The second incident took place at my great grandparents' house in Chittoor. One evening I was running up and down the veranda outside the house and I fell down. The right side of my head crashed on the terracotta tiles that lined the floor. A wound opened up and a blood started pouring out. My parents picked me up and took me to a hospital. Pus started collected around the wound and soon my face bloated up into an ugly lump. I could not see anything and my parents and the doctor sat around me worried. Around midnight I called out to my parents and said "I can see a small light there and it is becoming bigger". My parents and the doctor turned around and looked out of the window and saw a car approaching the hospital. The doctor heaved a sigh of relief and said "Thank God!".
We used to stay in a house on the side of a main road near Olavakkod railway station. There were three or four houses in a row and though there was no one of my age in these houses, being the only child in these houses, I became the star of the place. This meant that I could walk into any house at any time and expect to be entertained. Every morning, as my father left for office, I ran out of the house. I walked into the neighbour's home calling her name (which I believe is "Sharadae"). I had to be dragged back home at lunch. One morning, I locked my mother in the bedroom and walked away. My mother called out my name desperately but I continued to walk away laughing. My mother was scared out of her wits. She called out for help for a few minutes. The maid in the next house heard her call and came running. She opened the door and my mother ran out to the neighbour's house where she found me munching a murukku happily. My mother dragged me back home and ensured that my backside turned pink.
I spent a miserable year of my life at a school in Palakkad. I was in first standard and I have never worked on my homework like I have done in that year. As a result of that one year, I hate homework even now. For most children, no learning happens through homework. It only exists to make the grownups believe that the children are working and learning. I used to go to the school in a horse-cart (kuthiravandi driven by a kuthiravandikaran). I don't have any memory of the journey to and from the school or my friends and teachers at the school. Fortunately, it has all been overwritten by other trivial matters. But I will never forget this one incident from that year.

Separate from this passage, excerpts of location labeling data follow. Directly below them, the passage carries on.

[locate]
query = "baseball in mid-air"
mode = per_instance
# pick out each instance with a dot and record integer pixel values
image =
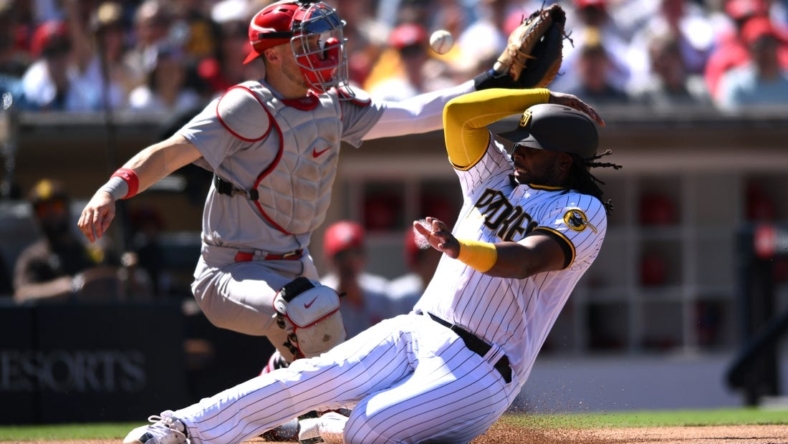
(441, 41)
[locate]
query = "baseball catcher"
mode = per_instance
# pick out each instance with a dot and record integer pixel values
(533, 53)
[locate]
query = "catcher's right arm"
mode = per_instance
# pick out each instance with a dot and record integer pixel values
(533, 53)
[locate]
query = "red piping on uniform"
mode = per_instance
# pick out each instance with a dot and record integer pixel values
(230, 129)
(268, 171)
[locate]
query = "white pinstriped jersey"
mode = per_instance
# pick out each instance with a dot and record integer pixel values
(515, 315)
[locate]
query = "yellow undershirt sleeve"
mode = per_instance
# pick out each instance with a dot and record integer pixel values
(465, 120)
(480, 256)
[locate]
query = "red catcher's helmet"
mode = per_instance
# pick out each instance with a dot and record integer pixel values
(342, 235)
(314, 31)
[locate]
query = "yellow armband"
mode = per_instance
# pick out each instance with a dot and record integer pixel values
(480, 256)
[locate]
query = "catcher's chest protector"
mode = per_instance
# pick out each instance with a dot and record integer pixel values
(295, 191)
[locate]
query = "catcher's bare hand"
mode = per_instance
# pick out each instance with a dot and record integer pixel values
(97, 215)
(573, 101)
(438, 235)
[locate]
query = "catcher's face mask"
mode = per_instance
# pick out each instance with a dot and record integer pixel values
(315, 34)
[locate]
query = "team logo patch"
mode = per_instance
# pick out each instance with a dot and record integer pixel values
(576, 220)
(525, 118)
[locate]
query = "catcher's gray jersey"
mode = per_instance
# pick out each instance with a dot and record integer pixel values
(287, 150)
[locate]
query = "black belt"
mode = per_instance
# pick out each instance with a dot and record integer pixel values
(478, 346)
(227, 188)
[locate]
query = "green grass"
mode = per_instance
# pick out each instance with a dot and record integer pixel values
(66, 432)
(664, 418)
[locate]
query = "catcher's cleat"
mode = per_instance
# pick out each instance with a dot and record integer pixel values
(164, 430)
(275, 362)
(328, 428)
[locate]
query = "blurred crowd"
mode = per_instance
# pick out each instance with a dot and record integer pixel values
(174, 56)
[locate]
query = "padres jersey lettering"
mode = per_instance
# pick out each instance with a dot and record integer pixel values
(507, 220)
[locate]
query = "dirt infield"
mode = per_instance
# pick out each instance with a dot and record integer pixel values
(507, 434)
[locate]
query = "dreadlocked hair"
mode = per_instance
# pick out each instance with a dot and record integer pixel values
(581, 179)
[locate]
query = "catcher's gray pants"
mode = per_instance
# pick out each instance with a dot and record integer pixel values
(239, 296)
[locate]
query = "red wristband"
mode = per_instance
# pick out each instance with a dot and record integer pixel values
(131, 179)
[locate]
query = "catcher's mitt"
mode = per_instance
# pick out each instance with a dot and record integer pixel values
(533, 53)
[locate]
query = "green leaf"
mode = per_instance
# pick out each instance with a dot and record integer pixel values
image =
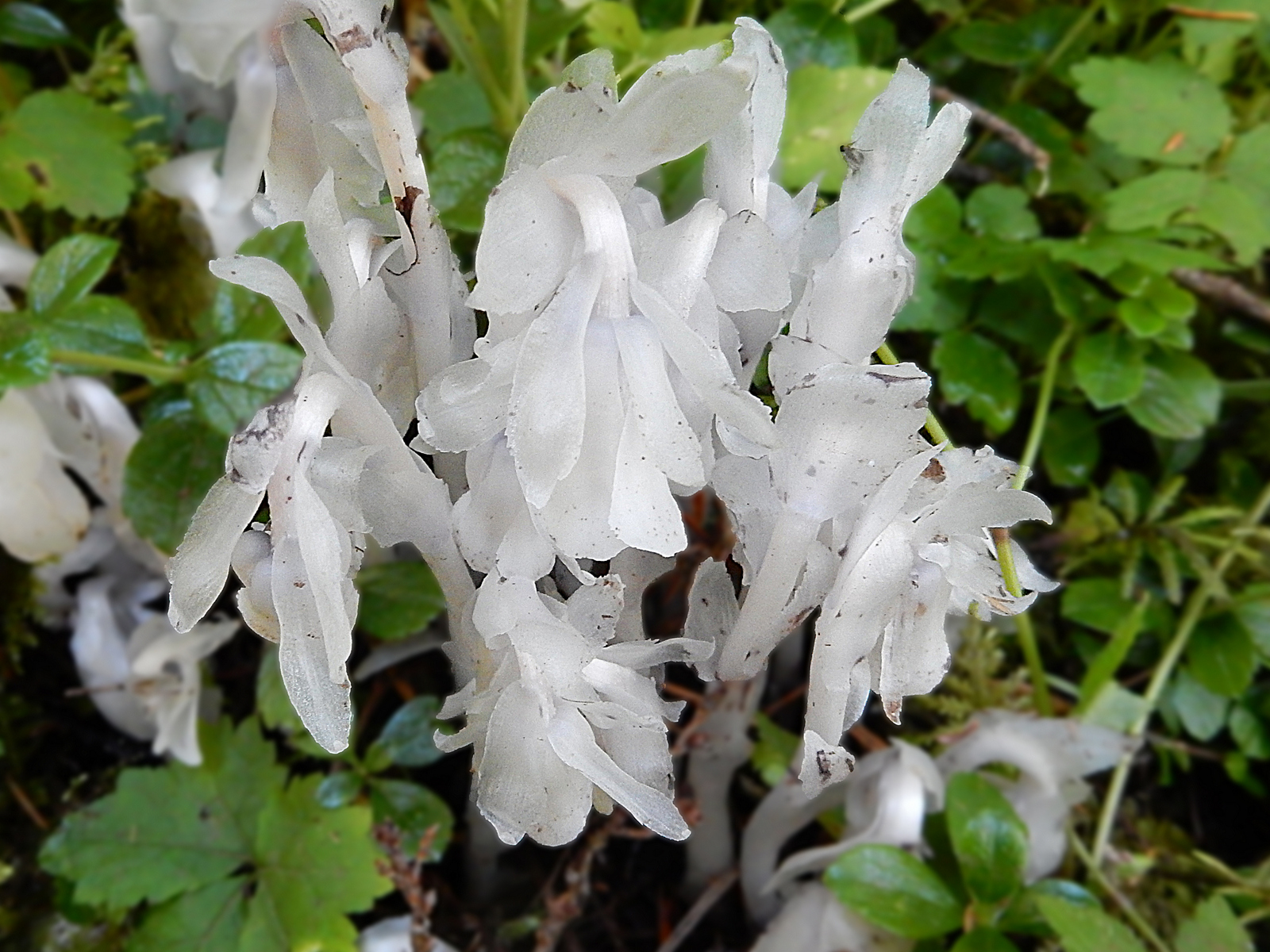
(976, 372)
(821, 116)
(207, 919)
(1161, 111)
(465, 167)
(1250, 733)
(1213, 928)
(984, 939)
(32, 27)
(1202, 712)
(169, 831)
(1086, 930)
(1180, 397)
(1024, 916)
(1003, 213)
(67, 272)
(451, 102)
(64, 150)
(230, 382)
(1071, 446)
(416, 810)
(988, 838)
(1110, 368)
(1221, 655)
(813, 33)
(99, 324)
(314, 865)
(25, 359)
(774, 749)
(398, 600)
(895, 890)
(406, 738)
(168, 474)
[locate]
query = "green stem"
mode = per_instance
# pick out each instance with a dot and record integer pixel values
(1043, 403)
(154, 370)
(1191, 613)
(516, 17)
(933, 423)
(1130, 913)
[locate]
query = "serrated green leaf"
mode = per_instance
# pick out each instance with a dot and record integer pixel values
(1086, 930)
(813, 33)
(230, 382)
(895, 890)
(1001, 211)
(32, 27)
(168, 831)
(1180, 397)
(314, 865)
(168, 474)
(1221, 655)
(416, 810)
(1161, 111)
(774, 750)
(64, 150)
(821, 116)
(25, 359)
(1110, 368)
(465, 167)
(1070, 450)
(1213, 928)
(99, 324)
(976, 372)
(406, 738)
(398, 600)
(69, 271)
(207, 919)
(988, 838)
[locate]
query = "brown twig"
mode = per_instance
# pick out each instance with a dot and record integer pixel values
(406, 873)
(711, 894)
(569, 903)
(1007, 131)
(25, 803)
(1223, 291)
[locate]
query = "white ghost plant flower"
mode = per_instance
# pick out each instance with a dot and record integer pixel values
(562, 720)
(146, 685)
(1052, 755)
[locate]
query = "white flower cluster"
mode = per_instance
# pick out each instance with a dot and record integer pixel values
(614, 378)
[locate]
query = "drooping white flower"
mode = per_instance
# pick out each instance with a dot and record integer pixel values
(562, 720)
(918, 550)
(1052, 755)
(146, 683)
(605, 363)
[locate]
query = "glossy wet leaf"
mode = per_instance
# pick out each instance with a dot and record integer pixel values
(398, 600)
(988, 838)
(65, 152)
(230, 382)
(895, 890)
(169, 471)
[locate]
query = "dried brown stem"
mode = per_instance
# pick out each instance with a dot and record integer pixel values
(1223, 291)
(406, 873)
(1007, 131)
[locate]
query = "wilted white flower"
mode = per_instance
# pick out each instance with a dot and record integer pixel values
(1052, 755)
(559, 719)
(146, 685)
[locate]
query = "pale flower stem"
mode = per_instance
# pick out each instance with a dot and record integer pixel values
(1195, 606)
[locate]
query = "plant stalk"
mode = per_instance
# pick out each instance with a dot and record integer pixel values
(1191, 613)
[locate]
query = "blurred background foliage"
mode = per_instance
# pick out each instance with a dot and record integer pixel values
(1090, 300)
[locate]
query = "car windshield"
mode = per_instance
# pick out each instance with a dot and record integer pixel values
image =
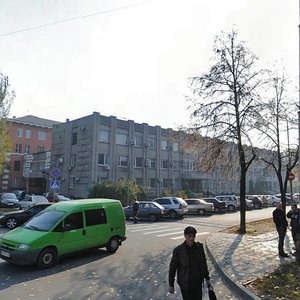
(44, 220)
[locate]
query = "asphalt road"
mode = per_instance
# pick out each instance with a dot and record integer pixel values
(139, 270)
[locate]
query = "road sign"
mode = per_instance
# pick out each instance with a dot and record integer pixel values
(56, 173)
(54, 184)
(291, 176)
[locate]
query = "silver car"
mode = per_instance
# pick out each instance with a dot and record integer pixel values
(199, 206)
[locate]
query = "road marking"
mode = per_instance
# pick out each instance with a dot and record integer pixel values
(142, 229)
(180, 237)
(157, 231)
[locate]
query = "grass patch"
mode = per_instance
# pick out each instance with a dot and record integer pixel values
(283, 283)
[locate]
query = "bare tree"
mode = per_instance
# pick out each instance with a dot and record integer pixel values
(278, 121)
(226, 103)
(6, 100)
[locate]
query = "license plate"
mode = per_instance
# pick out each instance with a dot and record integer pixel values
(4, 253)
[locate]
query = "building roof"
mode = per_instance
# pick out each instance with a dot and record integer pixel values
(35, 121)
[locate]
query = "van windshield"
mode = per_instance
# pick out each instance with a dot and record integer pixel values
(44, 220)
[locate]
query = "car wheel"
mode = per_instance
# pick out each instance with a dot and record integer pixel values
(201, 211)
(231, 208)
(113, 245)
(173, 214)
(12, 223)
(47, 258)
(152, 218)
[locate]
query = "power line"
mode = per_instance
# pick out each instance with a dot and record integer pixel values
(71, 19)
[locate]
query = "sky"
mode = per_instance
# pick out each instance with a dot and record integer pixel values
(131, 58)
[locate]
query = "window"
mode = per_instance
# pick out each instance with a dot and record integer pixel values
(17, 165)
(28, 133)
(121, 139)
(18, 148)
(103, 135)
(138, 141)
(163, 145)
(151, 163)
(152, 143)
(19, 132)
(95, 216)
(151, 183)
(164, 164)
(175, 164)
(102, 159)
(75, 220)
(41, 135)
(73, 160)
(27, 148)
(40, 149)
(123, 161)
(74, 138)
(138, 163)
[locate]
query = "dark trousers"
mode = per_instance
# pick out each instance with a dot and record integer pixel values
(281, 233)
(192, 293)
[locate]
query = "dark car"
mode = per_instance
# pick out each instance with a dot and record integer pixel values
(147, 210)
(13, 219)
(9, 200)
(219, 205)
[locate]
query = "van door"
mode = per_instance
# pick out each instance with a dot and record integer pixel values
(98, 231)
(73, 240)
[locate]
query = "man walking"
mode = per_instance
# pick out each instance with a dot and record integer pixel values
(281, 226)
(294, 215)
(189, 261)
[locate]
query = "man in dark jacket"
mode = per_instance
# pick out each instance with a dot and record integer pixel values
(189, 261)
(281, 226)
(294, 215)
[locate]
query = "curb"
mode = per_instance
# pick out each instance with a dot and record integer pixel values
(236, 286)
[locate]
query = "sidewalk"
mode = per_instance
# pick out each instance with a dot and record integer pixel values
(240, 258)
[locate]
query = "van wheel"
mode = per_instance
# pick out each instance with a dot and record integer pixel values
(173, 214)
(11, 223)
(47, 258)
(113, 245)
(152, 218)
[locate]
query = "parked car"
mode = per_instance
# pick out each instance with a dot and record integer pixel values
(147, 210)
(14, 219)
(9, 200)
(256, 201)
(174, 207)
(232, 201)
(219, 205)
(199, 206)
(64, 228)
(29, 201)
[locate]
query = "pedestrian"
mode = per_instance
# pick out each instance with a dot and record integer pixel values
(135, 211)
(281, 226)
(294, 215)
(189, 262)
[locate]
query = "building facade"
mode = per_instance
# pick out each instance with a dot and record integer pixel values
(29, 134)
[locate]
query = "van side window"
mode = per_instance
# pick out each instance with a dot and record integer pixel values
(75, 220)
(95, 216)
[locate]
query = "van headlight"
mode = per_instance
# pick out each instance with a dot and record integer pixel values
(23, 246)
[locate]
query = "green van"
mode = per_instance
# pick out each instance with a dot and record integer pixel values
(63, 228)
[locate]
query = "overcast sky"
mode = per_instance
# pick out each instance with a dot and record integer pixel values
(130, 58)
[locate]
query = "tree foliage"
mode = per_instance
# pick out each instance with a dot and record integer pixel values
(225, 105)
(277, 123)
(6, 100)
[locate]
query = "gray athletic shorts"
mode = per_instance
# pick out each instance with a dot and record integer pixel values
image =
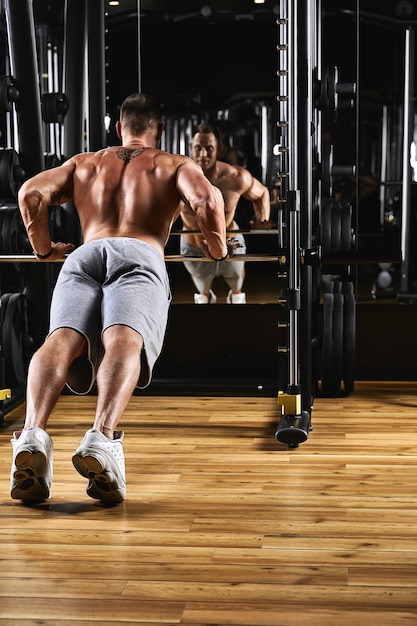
(111, 281)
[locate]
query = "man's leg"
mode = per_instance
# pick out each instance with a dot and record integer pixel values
(47, 374)
(31, 472)
(100, 455)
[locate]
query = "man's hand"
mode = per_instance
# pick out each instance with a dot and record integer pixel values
(59, 250)
(231, 244)
(262, 225)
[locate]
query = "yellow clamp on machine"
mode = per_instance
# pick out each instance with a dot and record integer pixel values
(5, 394)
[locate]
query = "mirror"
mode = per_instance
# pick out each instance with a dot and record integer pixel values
(220, 65)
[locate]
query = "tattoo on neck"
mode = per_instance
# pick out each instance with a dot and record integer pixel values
(126, 154)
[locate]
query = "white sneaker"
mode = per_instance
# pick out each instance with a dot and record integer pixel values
(31, 473)
(236, 298)
(201, 298)
(102, 461)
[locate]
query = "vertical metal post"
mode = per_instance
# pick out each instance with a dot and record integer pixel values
(406, 165)
(139, 48)
(24, 67)
(96, 83)
(73, 75)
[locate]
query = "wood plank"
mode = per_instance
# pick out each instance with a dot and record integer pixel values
(222, 524)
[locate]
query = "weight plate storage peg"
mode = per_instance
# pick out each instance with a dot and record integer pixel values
(54, 107)
(9, 93)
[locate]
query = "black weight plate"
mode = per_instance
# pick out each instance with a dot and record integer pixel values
(347, 237)
(337, 370)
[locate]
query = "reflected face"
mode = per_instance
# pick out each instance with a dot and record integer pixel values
(204, 150)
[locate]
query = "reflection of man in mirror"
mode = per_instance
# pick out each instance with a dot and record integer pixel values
(234, 182)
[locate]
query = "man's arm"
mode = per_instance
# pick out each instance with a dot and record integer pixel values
(36, 195)
(207, 204)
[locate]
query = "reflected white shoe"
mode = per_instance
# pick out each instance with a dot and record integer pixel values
(236, 298)
(31, 473)
(201, 298)
(102, 461)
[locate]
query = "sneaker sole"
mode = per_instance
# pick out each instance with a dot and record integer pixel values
(103, 485)
(29, 477)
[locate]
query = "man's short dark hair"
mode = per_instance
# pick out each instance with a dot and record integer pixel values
(139, 112)
(205, 128)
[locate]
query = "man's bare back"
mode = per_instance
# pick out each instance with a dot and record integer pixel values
(135, 190)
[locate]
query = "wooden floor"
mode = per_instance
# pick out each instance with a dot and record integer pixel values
(222, 524)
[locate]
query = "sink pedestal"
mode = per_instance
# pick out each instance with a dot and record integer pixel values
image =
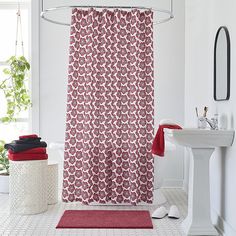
(198, 220)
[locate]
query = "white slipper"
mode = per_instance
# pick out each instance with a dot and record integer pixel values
(159, 213)
(174, 212)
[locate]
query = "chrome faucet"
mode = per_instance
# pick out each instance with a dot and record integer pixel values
(213, 123)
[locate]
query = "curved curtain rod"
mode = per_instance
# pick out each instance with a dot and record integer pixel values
(44, 12)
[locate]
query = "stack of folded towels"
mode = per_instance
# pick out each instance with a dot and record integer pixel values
(28, 147)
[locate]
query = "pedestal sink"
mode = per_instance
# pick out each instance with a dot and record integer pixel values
(202, 144)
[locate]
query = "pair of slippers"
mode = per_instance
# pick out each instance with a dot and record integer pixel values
(162, 212)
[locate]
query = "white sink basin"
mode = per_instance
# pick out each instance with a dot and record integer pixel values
(200, 138)
(201, 144)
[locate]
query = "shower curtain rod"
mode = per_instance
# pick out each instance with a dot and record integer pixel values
(45, 12)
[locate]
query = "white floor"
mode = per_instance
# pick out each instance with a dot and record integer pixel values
(44, 224)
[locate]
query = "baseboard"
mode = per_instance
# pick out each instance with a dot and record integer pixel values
(223, 227)
(172, 183)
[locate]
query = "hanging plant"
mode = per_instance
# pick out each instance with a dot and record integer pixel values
(16, 94)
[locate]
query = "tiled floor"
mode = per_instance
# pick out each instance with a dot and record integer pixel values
(44, 224)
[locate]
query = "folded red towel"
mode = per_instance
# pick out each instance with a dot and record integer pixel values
(27, 157)
(39, 150)
(158, 146)
(28, 136)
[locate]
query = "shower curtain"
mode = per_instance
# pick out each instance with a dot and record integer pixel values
(109, 118)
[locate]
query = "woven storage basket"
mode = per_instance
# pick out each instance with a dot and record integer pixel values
(28, 187)
(52, 183)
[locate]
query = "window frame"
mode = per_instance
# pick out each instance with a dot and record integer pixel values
(33, 47)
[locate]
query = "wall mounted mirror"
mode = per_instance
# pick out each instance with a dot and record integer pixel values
(222, 65)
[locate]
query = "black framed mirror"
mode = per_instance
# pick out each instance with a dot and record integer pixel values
(222, 65)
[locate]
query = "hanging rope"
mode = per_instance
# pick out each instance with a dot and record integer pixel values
(19, 28)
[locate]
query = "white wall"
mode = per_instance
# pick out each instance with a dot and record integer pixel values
(202, 21)
(169, 76)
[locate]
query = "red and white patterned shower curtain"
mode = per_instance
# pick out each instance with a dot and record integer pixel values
(109, 123)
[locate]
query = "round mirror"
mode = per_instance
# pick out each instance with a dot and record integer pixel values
(222, 65)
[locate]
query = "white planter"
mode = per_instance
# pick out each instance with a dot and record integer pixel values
(4, 183)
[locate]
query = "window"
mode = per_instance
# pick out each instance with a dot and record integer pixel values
(8, 23)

I was walking out of the school gate one afternoon when I saw the kuthiravandi leaving. I tried to stop it but no one noticed me. So, I stood by the road wondering what to do. The hot afternoon sun was frying the insides and outsides of my head. Probably as a result, I started thinking about the route from my school to home. A few minutes later, I realized I knew how to get home from the school. So, I started walking. I spent the next hour or so walking the four kilometres that separated the school from the telephone exchange (the fourth and fifth floors of the exchange were reserved for staff quarters).
When I reached home, I did not think it important to tell my mother that I had missed the horse-cart and had walked home and went about my post-school time life peacefully. About an hour later, the kuthiravandikaran arrived at our doorstep and announced frantically to my mother that her son was missing. My mother refuted the claim by saying "no he isn't; he is lazing inside". The kuthiravandikaran recounted what happened. My mother came in and asked how I had reached home. I responded casually "I walked home". I don't have to explain the actions of the next few minutes. At that point, I did not understand why my mother was making a big deal of this trivial incident. Years later, as I travelled along the route, I shuddered thinking how I would have felt if I realized that my five year old son had walked alone on these busy roads. There are two questions that remain unanswered in my head though.
- How was I so sure about the route?
- What the hell is wrong with that kuthiravandikaran?